Ce projet, nous devons le proposer à toutes celles et tous ceux qui se sont rapprochéEs de nous dans la campagne, pour leur proposer de construire ensemble le NPA, de s’organiser, militer, lutter, se former. Ce sera un des enjeux de notre prochaine Université d’été, des Rencontres internationales de jeunes de la IVe Internationale qui auront lieu en France, et du prochain congrès du NPA.

 

Une tentative unitaire

Mais pour cela, il nous faut également réussi à sortir de l’isolement dont témoigne notre faible score à la présidentielle et agir sur les enjeux généraux de la situation. Il ne suffit pas d’être reconnu, il faut être capable d’entrainer dans l’action. Les réactions face à la montée de l’extrême droite et face à Macron sont somme toute assez faibles. Les organisations – partis, associations, syndicats… – sont divisées entre celles qui veulent absolument voter Macron au second tour, celles qui attendent le « résultat démocratique », celles qui sont polarisées par les élections, celles encore qui ne veulent pas travailler avec les précédentes. L’unité du prolétariat et de ses organisations est un combat !

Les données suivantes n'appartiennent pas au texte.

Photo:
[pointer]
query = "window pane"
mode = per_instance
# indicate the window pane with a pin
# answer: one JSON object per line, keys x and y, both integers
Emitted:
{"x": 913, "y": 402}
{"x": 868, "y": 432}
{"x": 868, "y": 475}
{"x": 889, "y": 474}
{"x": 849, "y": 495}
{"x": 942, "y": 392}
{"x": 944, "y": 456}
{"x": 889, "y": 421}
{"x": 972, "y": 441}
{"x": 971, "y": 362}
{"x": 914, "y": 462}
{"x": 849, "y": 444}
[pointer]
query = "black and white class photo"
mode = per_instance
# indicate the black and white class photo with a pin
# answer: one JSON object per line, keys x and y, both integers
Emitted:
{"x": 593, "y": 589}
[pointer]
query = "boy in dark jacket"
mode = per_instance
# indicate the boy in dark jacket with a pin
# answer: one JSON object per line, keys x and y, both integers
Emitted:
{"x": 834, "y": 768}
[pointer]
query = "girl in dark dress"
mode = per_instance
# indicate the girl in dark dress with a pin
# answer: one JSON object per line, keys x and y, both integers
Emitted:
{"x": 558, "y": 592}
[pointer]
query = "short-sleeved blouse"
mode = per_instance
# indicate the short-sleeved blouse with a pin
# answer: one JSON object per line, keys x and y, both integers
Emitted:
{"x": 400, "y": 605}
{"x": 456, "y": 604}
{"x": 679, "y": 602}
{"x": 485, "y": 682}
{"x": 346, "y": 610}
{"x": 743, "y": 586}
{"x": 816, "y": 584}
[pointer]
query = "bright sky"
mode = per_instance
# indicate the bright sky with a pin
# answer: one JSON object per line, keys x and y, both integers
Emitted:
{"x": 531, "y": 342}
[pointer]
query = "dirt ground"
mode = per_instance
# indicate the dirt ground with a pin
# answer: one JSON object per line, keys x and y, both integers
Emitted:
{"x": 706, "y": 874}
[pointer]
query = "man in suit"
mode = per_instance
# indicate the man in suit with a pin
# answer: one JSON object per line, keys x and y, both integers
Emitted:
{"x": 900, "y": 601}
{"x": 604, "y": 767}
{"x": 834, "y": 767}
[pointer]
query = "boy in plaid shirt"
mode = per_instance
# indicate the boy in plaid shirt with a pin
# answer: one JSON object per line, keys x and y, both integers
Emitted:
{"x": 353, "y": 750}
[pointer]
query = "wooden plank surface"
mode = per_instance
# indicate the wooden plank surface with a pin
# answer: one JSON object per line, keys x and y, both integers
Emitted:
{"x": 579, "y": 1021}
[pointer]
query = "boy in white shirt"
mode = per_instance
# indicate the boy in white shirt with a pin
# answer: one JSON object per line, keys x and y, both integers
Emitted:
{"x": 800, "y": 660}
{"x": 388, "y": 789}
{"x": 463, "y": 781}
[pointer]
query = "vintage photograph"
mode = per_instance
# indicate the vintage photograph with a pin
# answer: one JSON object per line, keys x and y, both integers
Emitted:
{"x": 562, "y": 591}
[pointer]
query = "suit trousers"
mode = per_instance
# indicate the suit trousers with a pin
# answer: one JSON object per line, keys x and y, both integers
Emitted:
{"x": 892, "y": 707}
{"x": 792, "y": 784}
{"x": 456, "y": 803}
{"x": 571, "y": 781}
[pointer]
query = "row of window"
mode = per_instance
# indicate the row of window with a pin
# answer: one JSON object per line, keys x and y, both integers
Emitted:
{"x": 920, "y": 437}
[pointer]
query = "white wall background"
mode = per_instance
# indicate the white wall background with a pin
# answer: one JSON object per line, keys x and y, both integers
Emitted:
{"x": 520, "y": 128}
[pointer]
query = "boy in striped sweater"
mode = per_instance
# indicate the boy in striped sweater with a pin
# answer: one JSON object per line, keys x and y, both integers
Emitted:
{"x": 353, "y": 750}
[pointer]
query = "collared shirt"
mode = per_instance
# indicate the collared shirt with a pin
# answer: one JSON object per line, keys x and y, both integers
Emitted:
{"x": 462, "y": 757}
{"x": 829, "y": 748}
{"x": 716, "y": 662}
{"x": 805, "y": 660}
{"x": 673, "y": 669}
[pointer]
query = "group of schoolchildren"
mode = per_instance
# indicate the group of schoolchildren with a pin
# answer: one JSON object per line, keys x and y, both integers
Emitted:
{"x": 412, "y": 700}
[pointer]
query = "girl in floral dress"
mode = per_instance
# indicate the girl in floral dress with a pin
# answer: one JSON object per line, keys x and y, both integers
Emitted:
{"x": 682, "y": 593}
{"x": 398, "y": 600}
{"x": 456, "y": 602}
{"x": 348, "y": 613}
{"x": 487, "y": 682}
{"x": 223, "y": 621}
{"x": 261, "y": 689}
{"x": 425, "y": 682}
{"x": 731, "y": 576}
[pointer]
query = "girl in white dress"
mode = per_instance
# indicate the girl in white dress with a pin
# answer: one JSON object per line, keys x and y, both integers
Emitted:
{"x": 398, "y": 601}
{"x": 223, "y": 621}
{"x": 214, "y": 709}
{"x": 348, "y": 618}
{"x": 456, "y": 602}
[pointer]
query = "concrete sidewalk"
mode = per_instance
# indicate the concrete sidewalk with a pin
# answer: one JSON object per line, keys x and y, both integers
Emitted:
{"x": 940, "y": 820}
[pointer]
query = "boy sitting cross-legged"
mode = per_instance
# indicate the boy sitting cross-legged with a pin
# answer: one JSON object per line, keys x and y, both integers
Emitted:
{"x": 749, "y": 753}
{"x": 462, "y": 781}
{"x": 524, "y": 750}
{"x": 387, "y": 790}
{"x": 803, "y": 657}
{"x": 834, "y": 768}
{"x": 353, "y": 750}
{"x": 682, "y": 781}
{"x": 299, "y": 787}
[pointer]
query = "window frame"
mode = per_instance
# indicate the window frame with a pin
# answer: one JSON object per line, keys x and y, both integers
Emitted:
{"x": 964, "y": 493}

C’est dans ce sens que le NPA a décidé de proposer à Lutte ouvrière et à La France insoumise de discuter de la possibilité de présenter des candidatures communes aux prochaines élections législatives, et ainsi de répondre favorablement à la proposition de rencontre de l’Union populaire. Nous souhaitons un accord sur des candidatures communes, mais sans nous renier. En effet, il ne s’agit pas de dissoudre le NPA, ni d’effacer ses spécificités, il s’agirait d’un accord pour mener une campagne ensemble, contre la droite et l’extrême droite, pour la défense de mots d’ordre communs pour les classes populaires.

Il s’agit aussi de construire une campagne militante, collective, qui soit un point d’appui pour construire les luttes nécessaires. Nous ne pensons pas qu’une victoire d’une telle coalition aux législatives soit réaliste, étant donné le rapport de forces général et, si c’était le cas, nous ne participerions pas à un gouvernement qui en serait issu, mais nous voulons sincèrement que le plus de députéEs de gauche soient éluEs face à la droite et à l’extrême droite. Si nous pouvions en profiter pour gagner quelques députéEs révolutionnaires pour faire le lien avec les luttes et défendre notre programme, ce serait un bonus non négligeable. Ces éluEs devraient avoir la liberté d’exprimer notre point de vue, tout comme, même si nous sommes favorables à une campagne unitaire à la base et démocratique, nous garderions la liberté d’exprimer notre point de vue particulier en cas de désaccords1.

Face à la montée de l’extrême droite, aux incertitudes qui en découlent, et à la suite de la place politique prise par l’Union populaire et des initiatives qu’elle prend, les dangers, de toutes sortes, sont réels. Mais lorsque l’histoire s’accélère, il n’y a pas d’autre choix que d’entrer dans la brèche pour l’élargir, de prendre des initiatives pour développer les conflits de classe et défendre à l’intérieur, nos orientations révolutionnaires.

  • 1. Lire à ce sujet le chapitre « Le “Communisme de gauche” en Angleterre » de La maladie infantile du communisme (le “gauchisme”) » de Lénine notamment le dernier tiers où il aborde les possibilités d’accord électoraux avec les réformistes.